Kidney transplantation

If kidney failure occurs and is non-reversible, kidney transplantation is an alternative option to dialysis. If the patient is an appropriate candidate, the health care practitioner will contact an organ transplant center to arrange evaluation to see if the patient is suitable for this treatment. If so, the search for a donor begins. Sometimes, family members have compatible tissue types and, if they are willing, may donate a kidney. Otherwise, the patient will be placed on the organ transplant list that is maintained by the United Network of Organ Sharing.
Not all hospitals are capable of performing kidney transplants. The patient may have to travel to undergo their operation. The most successful programs are those that do many transplants every year.
While kidney transplants have become more routine, they still carry some risk. The patient will need to take anti-rejection medications that reduce the ability of the immune system to fight infection. The body can try to reject the kidney or the transplanted kidney may fail to work. As with any operation, there is a risk of bleeding and infection.
Kidney transplants may provide better quality of life than dialysis.
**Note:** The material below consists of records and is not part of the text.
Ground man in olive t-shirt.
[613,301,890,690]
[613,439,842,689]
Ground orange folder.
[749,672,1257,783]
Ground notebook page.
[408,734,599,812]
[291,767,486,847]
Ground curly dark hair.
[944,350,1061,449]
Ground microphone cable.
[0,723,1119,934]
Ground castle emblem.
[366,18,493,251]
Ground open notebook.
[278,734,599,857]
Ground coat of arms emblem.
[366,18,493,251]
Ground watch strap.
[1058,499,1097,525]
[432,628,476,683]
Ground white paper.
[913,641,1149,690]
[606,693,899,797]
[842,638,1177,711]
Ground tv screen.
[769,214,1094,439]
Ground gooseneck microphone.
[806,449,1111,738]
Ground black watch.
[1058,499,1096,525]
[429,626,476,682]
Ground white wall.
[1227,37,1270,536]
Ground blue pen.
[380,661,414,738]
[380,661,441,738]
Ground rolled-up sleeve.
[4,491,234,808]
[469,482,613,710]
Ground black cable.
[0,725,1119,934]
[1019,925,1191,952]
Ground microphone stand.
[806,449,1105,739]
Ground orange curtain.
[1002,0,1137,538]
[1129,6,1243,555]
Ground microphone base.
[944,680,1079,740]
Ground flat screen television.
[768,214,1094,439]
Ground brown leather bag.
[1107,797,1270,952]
After one year, 95% of transplanted kidneys are still functioning and after five years the number is 80%. It seems that the longer a patient is on dialysis, the shorter the life of the transplanted kidney.
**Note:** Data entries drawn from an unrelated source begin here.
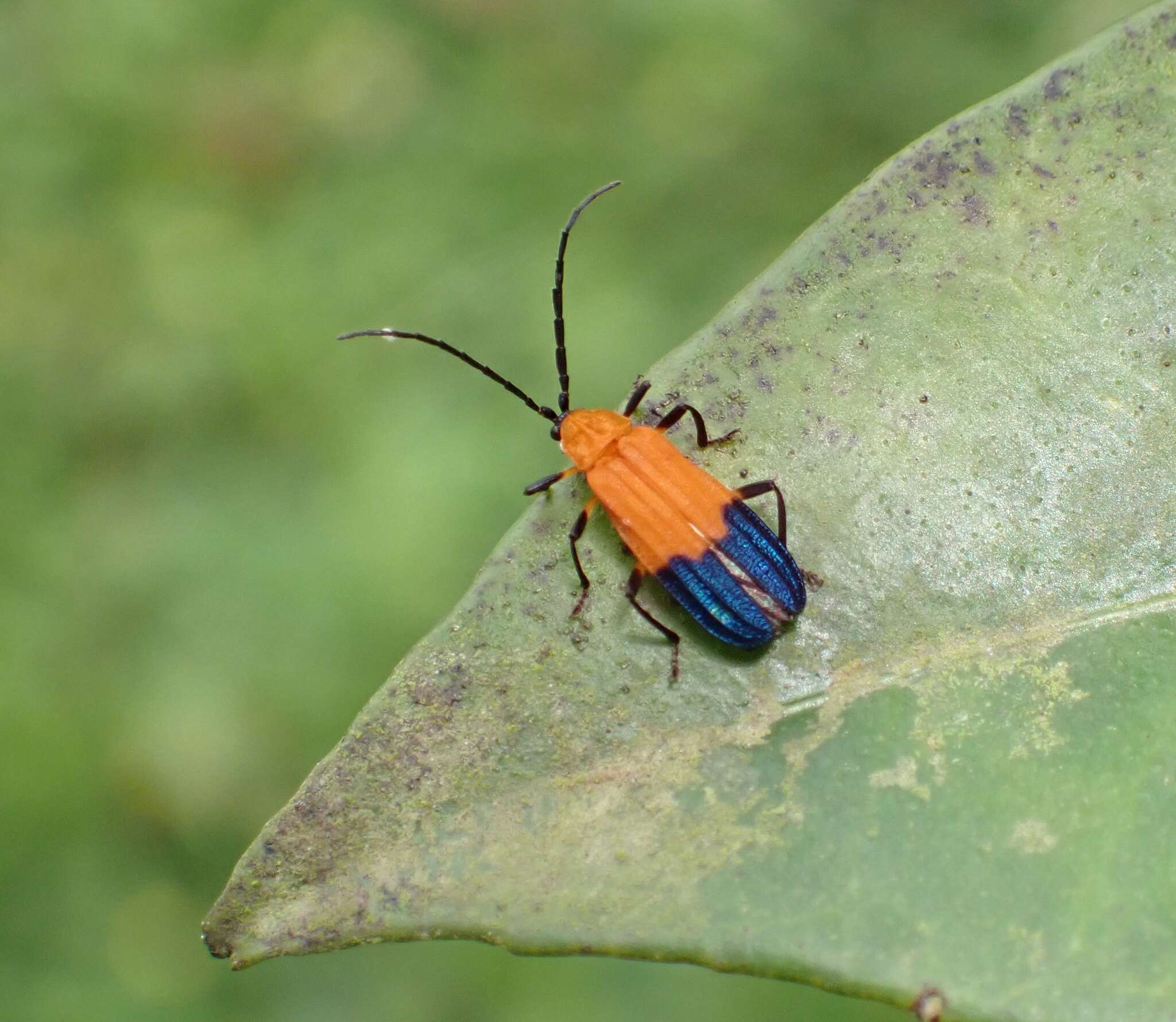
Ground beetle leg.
[624,567,682,683]
[523,467,578,496]
[735,479,788,547]
[621,376,653,419]
[735,479,825,588]
[654,401,738,447]
[568,496,596,618]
If the transplanted kidney fails, the alternative is another kidney transplant or a return to dialysis.

What is the prognosis for someone with kidney failure?
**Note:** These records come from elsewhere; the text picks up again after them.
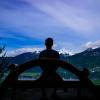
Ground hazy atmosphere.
[0,0,100,56]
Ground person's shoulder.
[40,50,47,53]
[52,49,59,53]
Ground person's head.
[45,38,53,49]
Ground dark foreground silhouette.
[0,58,100,100]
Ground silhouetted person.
[39,38,62,98]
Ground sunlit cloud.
[83,40,100,48]
[0,0,100,52]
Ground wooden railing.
[0,59,100,100]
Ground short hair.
[45,38,53,46]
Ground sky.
[0,0,100,56]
The outlook for kidney failure depends upon the underlying condition that caused it. Kidney function may return to normal, especially if it is due to an acute obstruction and that obstruction is relieved. Other causes of decreased kidney function leading to kidney failure are due to underlying disease and occur slowly over time.
Prevention is the best chance to maintain kidney function, and controlling high blood pressure and diabetes over a lifetime can decrease the potential for progressive kidney damage. Chronic kidney failure may be managed by a primary health care practitioner or a nephrologist to help monitor electrolyte and waste product levels in the bloodstream. Major abnormalities can be life-threatening, and treatment options may be limited to dialysis or transplant.
Kidney Failure At A Glance
  • Kidneys are the organs that help filter waste products from the blood. They are also involved in regulating blood pressure, electrolyte balance, and red blood cell production in the body.
  • There are numerous causes of kidney failure, and treatment of the underlying disease may be the first step in correcting the kidney abnormality.
  • Some causes of kidney failure are treatable and the kidney function may return to normal. Unfortunately, kidney failure may be progressive in other situations and may be irreversible.
  • Symptoms of kidney failure are due to the build-up of waste products in the body that may cause weaknessshortness of breath, lethargy, andconfusion. Inability to remove potassium from the bloodstream may lead to abnormal heart rhythms and sudden death. Initially, there may be no symptoms of kidney failure.
  • The diagnosis of kidney failure usually is made by blood tests measuring BUN, creatinine, and glomerular filtration rate (GFR).
  • Treatment of the underlying cause of kidney failure may return kidney function to normal. Lifelong efforts to control blood pressure and diabetes may be the best way to prevent chronic kidney disease and its progression to kidney failure. Usually, kidney function gradually decreases over time.
  • If the kidneys fail completely, the only treatment options available may be dialysis or transplant.

REFERENCE: eMedicine.com. Renal Failure, Acute.